Si aún no ha decidido su propósito para 2018, la escritora Ann Patchett tiene uno para usted: no comprar nada material que no sea estrictamente necesario en los siguientes 365 días. Aunque las primeras reacciones de las personas ante una propuesta de estas gravitan entre el asombro y la incredulidad, Patchett lo califica como una vivencia “excelente”. Lo cuenta luego de haber recorrido el año que termina diciéndole no a todo tipo de adquisiciones, salvo las relacionadas con alimentos y otros artículos para subsistir. Ella recoge su experiencia en un artículo de su autoría publicado en el diario The New York Times.
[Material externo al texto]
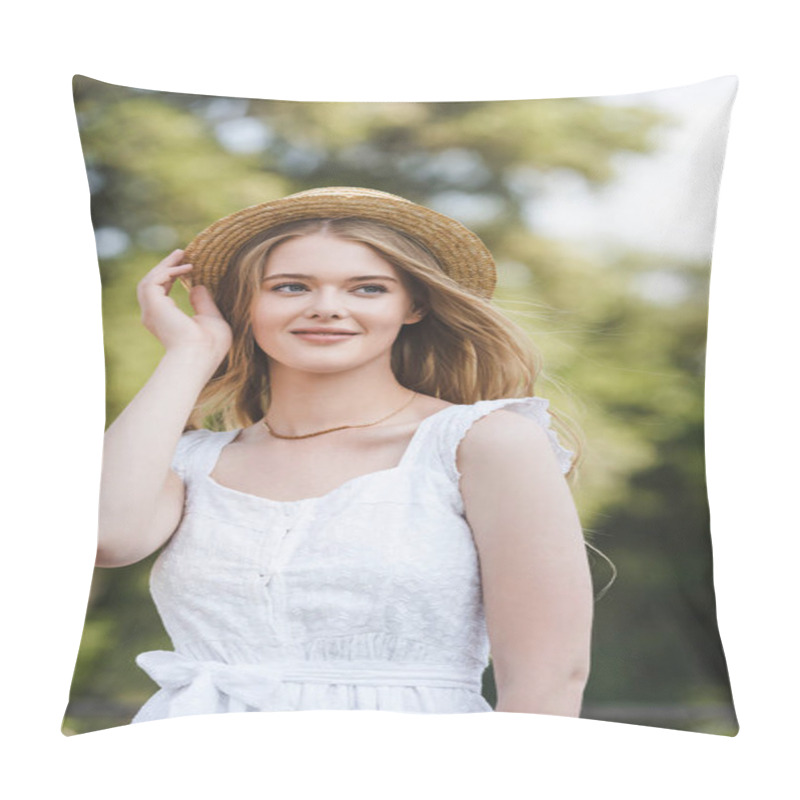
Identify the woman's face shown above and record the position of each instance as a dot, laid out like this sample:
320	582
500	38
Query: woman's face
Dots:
328	304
La idea surgió a finales de 2016 cuando se enteró de que una amiga suya se había embarcado en una aventura similar. Al principio esta escritora de 54 años se sorprendió por la fuerza de voluntad y disciplina de ella. Pero cuando su amiga le dijo que no había sido tan duro como imaginó, decidió intentarlo. Esta escritora, reconocida por su novela La comunidad, recibió 2017 decidida a asumir ese gran reto. Pensó en solo excluir la ropa y los accesorios e ideó un plan en el que incluía pasar los siguientes 12 meses lejos de las páginas web, las vitrinas de ropa y los centros comerciales. Pensaba que si no veía nada, no se antojaría y por eso los catálogos con ofertas irían directo a la basura. Pero no había terminado el primer mes cuando llegó a su casa con un par de parlantes portátiles. “Me sentí estúpida. ¿No debería incluir en mi lista también a los aparatos electrónicos?”, dice en su artículo.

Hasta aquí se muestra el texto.